SKAND is committed to cyber security, and maintaining the security and privacy of our customers’ data. To meet this commitment, we have built a robust framework for managing information security risks, and achieved certification against the ISO 27001 Information Security Standards by an accredited audit body. 

ISO 27001 is the leading international standard for managing information security. In order to gain certification, a company must show it has a precise and continuous approach to managing information security risks that affect the confidentiality, integrity, and availability of the company and customer information. 

ISO 27001 Certification 

ISO certification provides assurance that SKAND maintains the necessary know-how for protecting and safeguarding our customers’ data. Our compliance against the ISO27001 standard is regularly audited by an independent auditing body. By engaging an accredited third party to assess our security policies and procedures, customers and partners can be assured that our system is robust and compliant with the international standard. 

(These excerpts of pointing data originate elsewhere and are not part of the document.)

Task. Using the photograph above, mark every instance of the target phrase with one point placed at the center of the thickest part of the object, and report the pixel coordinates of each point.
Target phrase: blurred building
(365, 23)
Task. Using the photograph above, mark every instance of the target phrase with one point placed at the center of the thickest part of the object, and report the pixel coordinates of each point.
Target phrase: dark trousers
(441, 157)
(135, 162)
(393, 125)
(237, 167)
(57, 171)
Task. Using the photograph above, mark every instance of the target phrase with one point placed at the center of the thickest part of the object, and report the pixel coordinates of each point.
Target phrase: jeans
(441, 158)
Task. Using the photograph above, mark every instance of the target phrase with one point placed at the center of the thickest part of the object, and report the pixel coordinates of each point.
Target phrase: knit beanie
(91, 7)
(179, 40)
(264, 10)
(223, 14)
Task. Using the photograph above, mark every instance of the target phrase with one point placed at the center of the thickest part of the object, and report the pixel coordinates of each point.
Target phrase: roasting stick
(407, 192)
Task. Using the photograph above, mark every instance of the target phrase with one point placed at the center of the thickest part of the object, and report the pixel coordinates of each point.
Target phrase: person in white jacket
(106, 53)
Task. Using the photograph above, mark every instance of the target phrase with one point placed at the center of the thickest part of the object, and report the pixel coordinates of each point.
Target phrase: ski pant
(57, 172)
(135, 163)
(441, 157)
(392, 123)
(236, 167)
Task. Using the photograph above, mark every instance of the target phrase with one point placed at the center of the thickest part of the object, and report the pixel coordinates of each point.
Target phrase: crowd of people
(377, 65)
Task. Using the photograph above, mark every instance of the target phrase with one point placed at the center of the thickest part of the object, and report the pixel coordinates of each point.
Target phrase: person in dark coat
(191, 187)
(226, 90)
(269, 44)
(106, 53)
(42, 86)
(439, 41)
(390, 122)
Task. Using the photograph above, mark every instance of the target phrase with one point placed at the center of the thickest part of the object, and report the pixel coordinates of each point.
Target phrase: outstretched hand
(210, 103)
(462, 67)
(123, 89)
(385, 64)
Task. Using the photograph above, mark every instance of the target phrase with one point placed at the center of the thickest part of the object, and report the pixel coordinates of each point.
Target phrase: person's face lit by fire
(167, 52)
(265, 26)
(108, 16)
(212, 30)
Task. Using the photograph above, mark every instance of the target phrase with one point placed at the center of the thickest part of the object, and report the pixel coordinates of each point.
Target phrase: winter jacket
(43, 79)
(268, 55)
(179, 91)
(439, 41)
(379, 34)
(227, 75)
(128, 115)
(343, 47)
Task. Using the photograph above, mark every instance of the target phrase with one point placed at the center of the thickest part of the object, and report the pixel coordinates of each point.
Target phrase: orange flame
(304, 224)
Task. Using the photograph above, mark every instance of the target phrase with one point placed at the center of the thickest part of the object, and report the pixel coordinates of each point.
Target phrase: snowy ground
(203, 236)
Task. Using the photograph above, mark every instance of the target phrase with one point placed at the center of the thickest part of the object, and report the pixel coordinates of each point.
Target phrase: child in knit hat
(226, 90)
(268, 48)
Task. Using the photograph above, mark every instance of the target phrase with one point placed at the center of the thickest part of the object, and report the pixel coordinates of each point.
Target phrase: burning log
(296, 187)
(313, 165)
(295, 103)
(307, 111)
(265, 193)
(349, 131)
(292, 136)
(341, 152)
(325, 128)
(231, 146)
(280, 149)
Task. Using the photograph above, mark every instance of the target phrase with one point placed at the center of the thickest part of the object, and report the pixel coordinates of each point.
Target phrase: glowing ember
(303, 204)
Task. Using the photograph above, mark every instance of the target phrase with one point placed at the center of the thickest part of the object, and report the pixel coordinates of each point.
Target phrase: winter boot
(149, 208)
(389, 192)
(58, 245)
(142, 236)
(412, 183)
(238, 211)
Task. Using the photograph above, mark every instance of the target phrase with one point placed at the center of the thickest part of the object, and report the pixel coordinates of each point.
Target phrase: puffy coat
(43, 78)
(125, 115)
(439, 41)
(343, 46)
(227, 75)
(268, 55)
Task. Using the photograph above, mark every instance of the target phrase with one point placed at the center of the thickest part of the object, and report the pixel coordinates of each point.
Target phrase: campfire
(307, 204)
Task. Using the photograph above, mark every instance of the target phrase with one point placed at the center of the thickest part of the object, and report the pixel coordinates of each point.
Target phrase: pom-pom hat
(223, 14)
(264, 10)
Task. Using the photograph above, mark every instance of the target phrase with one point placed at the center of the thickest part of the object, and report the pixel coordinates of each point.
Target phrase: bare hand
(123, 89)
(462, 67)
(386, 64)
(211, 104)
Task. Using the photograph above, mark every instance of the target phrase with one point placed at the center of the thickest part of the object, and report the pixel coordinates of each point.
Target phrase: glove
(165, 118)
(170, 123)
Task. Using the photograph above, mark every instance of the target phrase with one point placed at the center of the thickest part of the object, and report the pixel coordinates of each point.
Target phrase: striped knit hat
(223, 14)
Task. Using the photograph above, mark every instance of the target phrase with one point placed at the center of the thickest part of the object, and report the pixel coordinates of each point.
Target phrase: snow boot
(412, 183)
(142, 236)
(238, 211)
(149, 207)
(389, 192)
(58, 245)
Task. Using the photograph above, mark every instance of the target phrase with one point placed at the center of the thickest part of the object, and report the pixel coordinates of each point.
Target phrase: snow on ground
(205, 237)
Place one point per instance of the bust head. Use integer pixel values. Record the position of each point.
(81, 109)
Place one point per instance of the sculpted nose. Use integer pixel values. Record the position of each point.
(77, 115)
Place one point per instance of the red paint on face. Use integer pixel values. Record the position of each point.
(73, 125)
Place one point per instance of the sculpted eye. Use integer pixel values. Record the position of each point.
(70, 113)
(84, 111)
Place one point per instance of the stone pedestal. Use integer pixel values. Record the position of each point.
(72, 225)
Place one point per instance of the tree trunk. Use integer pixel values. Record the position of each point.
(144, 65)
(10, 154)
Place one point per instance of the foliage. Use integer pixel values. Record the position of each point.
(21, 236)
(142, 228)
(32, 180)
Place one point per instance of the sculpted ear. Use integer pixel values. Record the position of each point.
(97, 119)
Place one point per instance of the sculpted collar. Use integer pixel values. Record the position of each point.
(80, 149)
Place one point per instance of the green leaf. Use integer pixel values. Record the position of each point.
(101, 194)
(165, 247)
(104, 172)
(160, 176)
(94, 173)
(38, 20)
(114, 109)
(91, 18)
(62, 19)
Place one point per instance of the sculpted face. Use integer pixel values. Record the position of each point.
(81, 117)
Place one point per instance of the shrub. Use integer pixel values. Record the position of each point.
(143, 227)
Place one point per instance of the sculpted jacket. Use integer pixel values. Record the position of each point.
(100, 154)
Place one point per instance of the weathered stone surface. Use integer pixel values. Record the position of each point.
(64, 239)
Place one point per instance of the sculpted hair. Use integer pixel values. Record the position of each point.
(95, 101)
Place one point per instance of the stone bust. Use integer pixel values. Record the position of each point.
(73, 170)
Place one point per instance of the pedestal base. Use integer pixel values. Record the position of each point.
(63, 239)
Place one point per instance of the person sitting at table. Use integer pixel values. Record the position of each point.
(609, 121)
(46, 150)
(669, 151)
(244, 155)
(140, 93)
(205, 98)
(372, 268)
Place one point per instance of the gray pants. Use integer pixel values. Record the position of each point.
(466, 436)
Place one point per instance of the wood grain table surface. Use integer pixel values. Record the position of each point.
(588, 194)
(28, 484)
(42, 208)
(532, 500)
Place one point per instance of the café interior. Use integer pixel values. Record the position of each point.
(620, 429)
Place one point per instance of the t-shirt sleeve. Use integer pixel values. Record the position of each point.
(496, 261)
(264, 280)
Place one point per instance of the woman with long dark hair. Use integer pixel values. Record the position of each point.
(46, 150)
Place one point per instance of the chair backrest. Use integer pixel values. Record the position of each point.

In 2021, SKAND achieved certification against the ISO27001 standard, having completed a multi-stage external audit program conducted by accredited auditors. Our certification covers all Skand's suite of products and services. 

SKAND’s Information Security Management System 

ISO 27001 was developed to help organisations protect their information and data in a systematic way, through the adoption of an Information Security Management System. SKAND has developed and implemented a robust Information Security Management System, including policies and processes built around achieving the following objectives: 

• Confidentiality: only the authorised persons have the right to access information. 

• Integrity: only the authorised persons can change the information. 

• Availability: the information must be accessible to authorised persons whenever it is needed. 

More specifically, our Information Security Management System establishes rules that: 

• Identify stakeholders and their expectations of the company in terms of information security. 

• Identify which risks exist for the information. 

• Define controls/safeguards and other mitigation methods to meet the identified expectations and handle risks. 

• Set clear objectives on what needs to be achieved with information security. 

• Implement all the controls and other risk treatment methods. 

• Continuously measure if the implemented controls perform as expected. 

• Make continuous improvement to make the whole ISMS work better. 

Specific Information Security Protocols 

Our Information Security Management System codifies all aspects of our management approach to information security. Some specific protocols include: 

• Ensuring that all data transport and connectivity with the platform is over a secure channel. Our infrastructure and data storage are located in Australia on AWS servers in Sydney. 

• Ensuring that we prevent any potential vulnerabilities from being exploited. In order to meet this requirement, we undertake periodic multi-day penetration testing. This involves external specialists assuming the role of a hacker, attempting to find weak spots in our system. By deliberately attacking our system, we can assess potential risks and vulnerabilities and improve the robustness of the system against cyberattack. 

The penetration testing specialist found that “the platform has been build using well-established frameworks” and is well protected against attacks targeted to users and/or the backend system. 

While we have established robust policies, processes and minimum requirements, we do not apply a one-size-fits-all approach to information security management. SKAND’s tailored approach allows us to meet the specific needs of customers and partners. We welcome the opportunity to work with all customers to comply with any specific cyber security requirements.